Keywords: splicing, alternative splicing, RNA polymerase II, transcription, coupling

INTRODUCTION

The largest human gene (2400 kb) encodes dystrophin. This gene would require ~16 h to be transcribed, and it was demonstrated that its pre-mRNA is spliced cotranscriptionally (Tennyson et al. 1995). Cotranscriptional splicing appears here as a very intuitive concept. In fact, it would be very difficult to conceive that the splicing of the dozens of dystrophin introns would “wait” until the synthesis of a huge 2400-kb pre-mRNA substrate molecule were completed. In agreement with this observation, direct visualization of nascent transcripts of early Drosophila embryo genes by electron microscopy clearly demonstrated that splicing occurs cotranscriptionally with a reasonable frequency and that splice site selection precedes polyadenylation (Beyer and Osheim 1988). Nevertheless most biology (and even molecular biology) textbooks keep showing drawings in which a fully transcribed primary transcript, with all its introns, appears as the substrate for splicing (Fig. 1). Indeed, for years gene transcription and pre-mRNA processing were thought to be independent events until a series of biochemical, cytological, and functional experiments demonstrated that all three processing reactions (capping, splicing, and cleavage/polyadenylation) can be tightly coupled to RNA polymerase II (pol II) transcription (excellent reviews have been recently published by Bentley 2002; Howe 2002; Maniatis and Reed 2002; Neugebauer 2002; Proudfoot et al. 2002; Proudfoot 2003).

FIGURE 1.

FIGURE 1.

(Left) Classical textbook picture in which all pre-mRNA processing reactions are depicted as posttranscriptional (cf. Alberts et al. 2002, Figs. 6–21). (Right) pre-mRNA processing is cotranscriptional. In the depicted pre-mRNA molecule, splicing of intron 1 has already occurred, introns 2 and 3 are being processed, and exon 4 has not been transcribed yet.

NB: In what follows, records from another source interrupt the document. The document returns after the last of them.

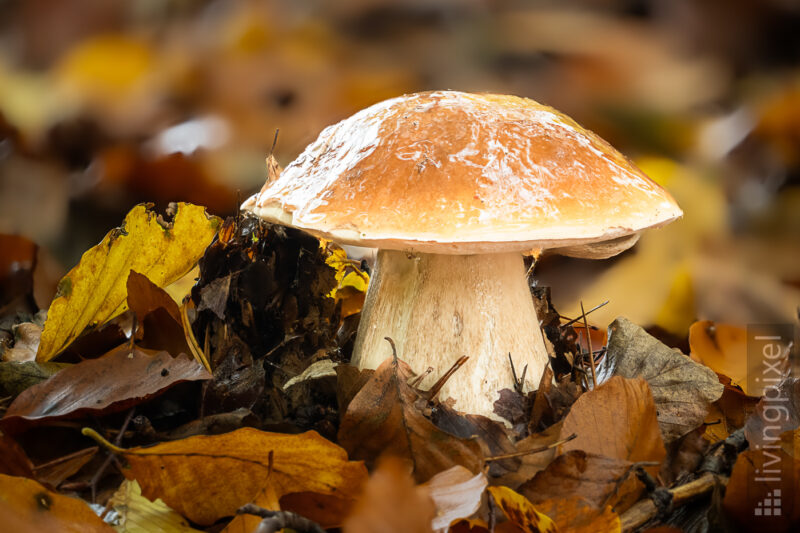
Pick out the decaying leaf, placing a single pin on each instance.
(762, 481)
(95, 290)
(682, 389)
(723, 348)
(112, 383)
(521, 512)
(390, 503)
(575, 515)
(382, 419)
(617, 420)
(775, 414)
(456, 493)
(600, 481)
(206, 478)
(26, 506)
(137, 514)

In the case of splicing, cotranscriptionality seems to be a reasonable prerequisite for coupling, but the existence of cotranscriptionality per se does not necessarily imply that transcription and pre-mRNA splicing are coupled. It is worth noting that cotranscriptional splicing is not obligatory. As Karla Neugebauer pointed out clearly in her recent review, “…the time that it takes for pol II to synthesize each intron defines a minimal time and distance along the gene in which splicing factors can be recruited and spliceosomes formed. The time that it takes for pol II to reach the end of the transcription unit defines the maximal time in which splicing could occur cotranscriptionally…” (Neugebauer 2002). In a long gene, for example, some introns could be spliced out cotranscriptionally, whereas others could be processed well after transcription has been completed. In most cases, we do not know which introns follow each pattern. We do not even know if a particular intron always follows the same pattern of processing. In certain cases, the position of the intron along the gene seems to be relevant to the excision pattern. For example, in the Balbiani ring 1 (BR1) gene, intron 3, located 3 kb from the 5′-end of the 40-kb pre-mRNA, is excised cotranscriptionally. However, intron 4, located 0.6 kb from the poly(A) site, is excised cotranscriptionally in ~10% of the molecules, but posttranscriptionally in the remaining molecules (Bauren and Wieslander 1994). Further studies on another Balbiani ring gene, BR3, allowed the investigators to propose that spliceosomes assemble rapidly as introns appear in the pre-mRNA, but intron-specific constraints result in cotranscriptional excision of some introns, preferentially those located in the 5′-part of the primary transcript, and posttranscriptional excision of other introns, preferentially those located in the 3′-part. (Wetterberg et al. 1996). It is worth noting that if splicing were strictly cotranscriptional, that is, if the elimination of one intron would necessarily be completed before the transcription of the following intron has begun, widely distributed mechanisms such as exon definition (Robberson et al. 1990) or alternative splicing by exon skipping would simply not exist.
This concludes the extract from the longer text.